McDowell turns on style to stun Woods
Published 06/12/2010 | 05:00
IT proved to be a day of firsts all round as Graeme McDowell came from four shots behind to stun a shell-shocked Tiger Woods and win the Chevron World Challenge.
Entering the last round at the Thousand Oaks GC, California, McDowell looked to have an impossible task as he trailed Woods by four shots, but he dragged himself level and sank a monster putt on the 18th to take it to a play-off -- and then won it with a stunning 25-footer on the first extra hole.
Woods had never lost a tournament in which he entered the final round with a lead of three shots or more, so the result had looked a foregone conclusion, but he struggled from the opening hole, which he bogeyed. He recovered to birdie the second, but there was more woe on the par-three third, which he also bogeyed.
McDowell gradually made inroads. Matching Woods' birdie on the second, there were two more on successive holes as he followed up his three on the par-four fourth with a four on the par-five fifth.

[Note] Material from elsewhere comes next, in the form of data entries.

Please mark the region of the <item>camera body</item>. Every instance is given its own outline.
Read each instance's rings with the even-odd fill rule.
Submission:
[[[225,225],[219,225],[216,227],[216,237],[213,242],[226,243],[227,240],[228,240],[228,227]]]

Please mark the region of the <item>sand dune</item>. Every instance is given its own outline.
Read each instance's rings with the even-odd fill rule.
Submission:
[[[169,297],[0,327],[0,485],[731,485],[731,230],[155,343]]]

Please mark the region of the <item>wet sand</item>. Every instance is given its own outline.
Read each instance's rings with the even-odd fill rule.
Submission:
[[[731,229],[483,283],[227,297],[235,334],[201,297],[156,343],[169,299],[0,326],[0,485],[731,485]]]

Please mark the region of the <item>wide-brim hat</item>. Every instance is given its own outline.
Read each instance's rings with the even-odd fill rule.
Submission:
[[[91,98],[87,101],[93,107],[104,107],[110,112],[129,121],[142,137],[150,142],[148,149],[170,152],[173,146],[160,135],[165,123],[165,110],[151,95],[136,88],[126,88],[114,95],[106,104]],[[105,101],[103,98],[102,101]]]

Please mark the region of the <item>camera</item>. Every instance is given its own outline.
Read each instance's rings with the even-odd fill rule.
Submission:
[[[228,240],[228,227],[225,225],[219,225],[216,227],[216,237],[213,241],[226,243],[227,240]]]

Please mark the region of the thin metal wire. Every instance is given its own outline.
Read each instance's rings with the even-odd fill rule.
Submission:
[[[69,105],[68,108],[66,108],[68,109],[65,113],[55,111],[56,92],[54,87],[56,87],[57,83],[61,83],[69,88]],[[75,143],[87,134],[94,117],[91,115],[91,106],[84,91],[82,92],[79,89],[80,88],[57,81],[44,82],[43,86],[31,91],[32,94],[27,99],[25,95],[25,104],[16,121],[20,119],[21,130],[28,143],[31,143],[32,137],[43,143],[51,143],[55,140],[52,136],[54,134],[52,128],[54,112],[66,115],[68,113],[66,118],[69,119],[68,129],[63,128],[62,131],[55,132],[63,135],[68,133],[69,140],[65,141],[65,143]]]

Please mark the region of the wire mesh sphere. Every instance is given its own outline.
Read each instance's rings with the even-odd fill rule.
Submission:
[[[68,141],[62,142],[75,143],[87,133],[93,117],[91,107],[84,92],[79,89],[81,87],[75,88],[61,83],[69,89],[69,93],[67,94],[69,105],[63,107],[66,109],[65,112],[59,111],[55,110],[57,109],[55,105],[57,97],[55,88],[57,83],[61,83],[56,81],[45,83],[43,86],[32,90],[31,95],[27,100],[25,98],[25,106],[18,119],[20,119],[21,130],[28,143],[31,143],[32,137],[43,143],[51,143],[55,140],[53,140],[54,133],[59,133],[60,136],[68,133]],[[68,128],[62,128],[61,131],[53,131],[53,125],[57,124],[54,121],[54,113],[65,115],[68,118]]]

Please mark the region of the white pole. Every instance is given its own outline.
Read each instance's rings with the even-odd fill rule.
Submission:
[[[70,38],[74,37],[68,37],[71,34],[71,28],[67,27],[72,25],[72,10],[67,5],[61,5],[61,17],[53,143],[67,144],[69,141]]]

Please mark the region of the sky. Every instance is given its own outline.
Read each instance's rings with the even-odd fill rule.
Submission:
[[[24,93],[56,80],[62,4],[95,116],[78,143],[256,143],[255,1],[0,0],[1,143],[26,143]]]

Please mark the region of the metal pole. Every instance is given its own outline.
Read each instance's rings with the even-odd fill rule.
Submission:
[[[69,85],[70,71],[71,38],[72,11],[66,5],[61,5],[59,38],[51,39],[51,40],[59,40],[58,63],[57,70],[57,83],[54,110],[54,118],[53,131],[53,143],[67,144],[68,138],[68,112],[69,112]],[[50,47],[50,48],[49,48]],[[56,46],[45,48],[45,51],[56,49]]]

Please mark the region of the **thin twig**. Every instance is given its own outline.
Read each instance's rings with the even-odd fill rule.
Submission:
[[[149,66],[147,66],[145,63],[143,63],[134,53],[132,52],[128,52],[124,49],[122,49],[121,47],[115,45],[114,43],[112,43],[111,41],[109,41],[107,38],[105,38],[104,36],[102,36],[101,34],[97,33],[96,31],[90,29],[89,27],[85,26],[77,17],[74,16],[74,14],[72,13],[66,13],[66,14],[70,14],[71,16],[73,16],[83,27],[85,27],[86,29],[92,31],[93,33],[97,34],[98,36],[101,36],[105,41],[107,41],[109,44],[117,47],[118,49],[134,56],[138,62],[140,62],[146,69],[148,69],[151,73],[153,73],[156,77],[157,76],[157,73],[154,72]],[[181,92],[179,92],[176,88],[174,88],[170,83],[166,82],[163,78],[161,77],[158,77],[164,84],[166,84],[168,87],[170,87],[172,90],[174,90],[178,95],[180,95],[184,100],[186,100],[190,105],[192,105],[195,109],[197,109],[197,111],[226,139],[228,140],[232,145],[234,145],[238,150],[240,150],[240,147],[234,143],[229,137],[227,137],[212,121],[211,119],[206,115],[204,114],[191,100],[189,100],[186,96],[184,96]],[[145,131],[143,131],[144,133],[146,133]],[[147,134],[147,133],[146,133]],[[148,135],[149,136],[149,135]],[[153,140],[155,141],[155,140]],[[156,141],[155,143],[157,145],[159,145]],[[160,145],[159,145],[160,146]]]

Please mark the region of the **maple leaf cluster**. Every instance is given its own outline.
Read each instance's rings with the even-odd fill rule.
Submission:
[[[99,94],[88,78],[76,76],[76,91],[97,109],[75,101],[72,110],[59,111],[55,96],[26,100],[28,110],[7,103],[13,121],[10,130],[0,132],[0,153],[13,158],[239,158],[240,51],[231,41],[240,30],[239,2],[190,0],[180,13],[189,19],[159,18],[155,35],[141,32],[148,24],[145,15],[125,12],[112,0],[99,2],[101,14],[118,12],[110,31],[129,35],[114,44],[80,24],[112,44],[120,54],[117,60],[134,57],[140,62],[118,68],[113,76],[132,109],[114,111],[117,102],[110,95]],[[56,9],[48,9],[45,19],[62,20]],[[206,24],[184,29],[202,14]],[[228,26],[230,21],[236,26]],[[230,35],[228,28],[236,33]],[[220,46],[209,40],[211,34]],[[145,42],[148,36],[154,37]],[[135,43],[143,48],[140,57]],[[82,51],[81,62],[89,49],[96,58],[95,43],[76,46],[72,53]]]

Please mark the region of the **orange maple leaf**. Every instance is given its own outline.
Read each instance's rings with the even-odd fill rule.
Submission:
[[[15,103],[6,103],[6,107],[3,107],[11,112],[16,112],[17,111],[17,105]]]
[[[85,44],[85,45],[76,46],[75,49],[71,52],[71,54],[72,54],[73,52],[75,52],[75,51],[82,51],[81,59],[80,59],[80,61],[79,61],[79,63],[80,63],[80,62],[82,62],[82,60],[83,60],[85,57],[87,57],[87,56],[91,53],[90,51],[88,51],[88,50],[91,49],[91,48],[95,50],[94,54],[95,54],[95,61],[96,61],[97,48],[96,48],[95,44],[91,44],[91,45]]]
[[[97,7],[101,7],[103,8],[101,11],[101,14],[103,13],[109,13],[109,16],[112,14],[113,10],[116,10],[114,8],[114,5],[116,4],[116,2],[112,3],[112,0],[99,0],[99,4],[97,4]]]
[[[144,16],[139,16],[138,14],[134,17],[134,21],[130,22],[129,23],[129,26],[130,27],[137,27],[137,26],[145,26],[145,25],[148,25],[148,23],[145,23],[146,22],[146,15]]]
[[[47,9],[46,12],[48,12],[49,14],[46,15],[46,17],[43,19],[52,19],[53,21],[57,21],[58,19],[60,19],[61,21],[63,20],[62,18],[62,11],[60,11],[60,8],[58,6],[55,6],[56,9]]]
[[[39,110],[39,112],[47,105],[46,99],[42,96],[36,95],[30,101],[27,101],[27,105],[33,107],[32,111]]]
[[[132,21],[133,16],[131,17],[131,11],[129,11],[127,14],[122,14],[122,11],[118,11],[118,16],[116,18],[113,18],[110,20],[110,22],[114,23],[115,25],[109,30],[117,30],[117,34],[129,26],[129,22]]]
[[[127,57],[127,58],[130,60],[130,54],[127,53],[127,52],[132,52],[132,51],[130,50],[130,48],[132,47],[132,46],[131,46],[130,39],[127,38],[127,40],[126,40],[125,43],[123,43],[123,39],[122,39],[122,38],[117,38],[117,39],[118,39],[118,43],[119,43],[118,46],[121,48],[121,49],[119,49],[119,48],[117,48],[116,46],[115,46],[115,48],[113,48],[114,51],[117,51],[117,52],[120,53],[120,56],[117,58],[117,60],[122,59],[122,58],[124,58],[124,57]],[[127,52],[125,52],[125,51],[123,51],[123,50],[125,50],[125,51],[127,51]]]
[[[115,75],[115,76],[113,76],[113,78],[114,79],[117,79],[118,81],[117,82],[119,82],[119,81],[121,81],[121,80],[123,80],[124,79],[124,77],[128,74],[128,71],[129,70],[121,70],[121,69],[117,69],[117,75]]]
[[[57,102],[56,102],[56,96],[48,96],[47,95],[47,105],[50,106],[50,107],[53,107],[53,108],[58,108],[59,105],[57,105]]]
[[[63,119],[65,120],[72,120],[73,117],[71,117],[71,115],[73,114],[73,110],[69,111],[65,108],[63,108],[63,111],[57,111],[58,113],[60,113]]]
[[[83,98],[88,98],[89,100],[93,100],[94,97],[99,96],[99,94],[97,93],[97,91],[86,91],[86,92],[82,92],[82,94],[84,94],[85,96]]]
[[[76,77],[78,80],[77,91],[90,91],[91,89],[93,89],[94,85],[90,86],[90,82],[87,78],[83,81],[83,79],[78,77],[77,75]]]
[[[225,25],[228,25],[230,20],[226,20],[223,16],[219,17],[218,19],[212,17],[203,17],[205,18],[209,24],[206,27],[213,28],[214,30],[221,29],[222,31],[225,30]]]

As a result, the US Open winner made the turn just a shot behind and then dramatically went in front on the 13th. Woods' third shot to the par-five landed in the deep rough left of the green, and he eventually walked away with a double-bogey.
McDowell reached the green in two and two-putted for a birdie to go two shots clear with five holes to play.
But the drama was only beginning. McDowell had his lead halved when he bogeyed the 14th, and the pair were back on level terms going up the last after Europe's Ryder Cup star pulled his tee-shot on the 17th and was relieved to escape with a bogey.
Both golfers played brilliant tee-shots and Woods was first to play into the green. The game looked up for the Ulsterman when his rival pitched to three feet and he was a further 15 feet away. But McDowell displayed great nerve to sink his putt and Woods duly followed him in with his short birdie putt to force the play-off - which the Portrush native won so brilliantly.
With Woods and McDowell finishing on 16-under, it was four shots backs to Paul Casey, one place ahead of Rory McIlroy, who bounced back from a disappointing third round with a closing 68.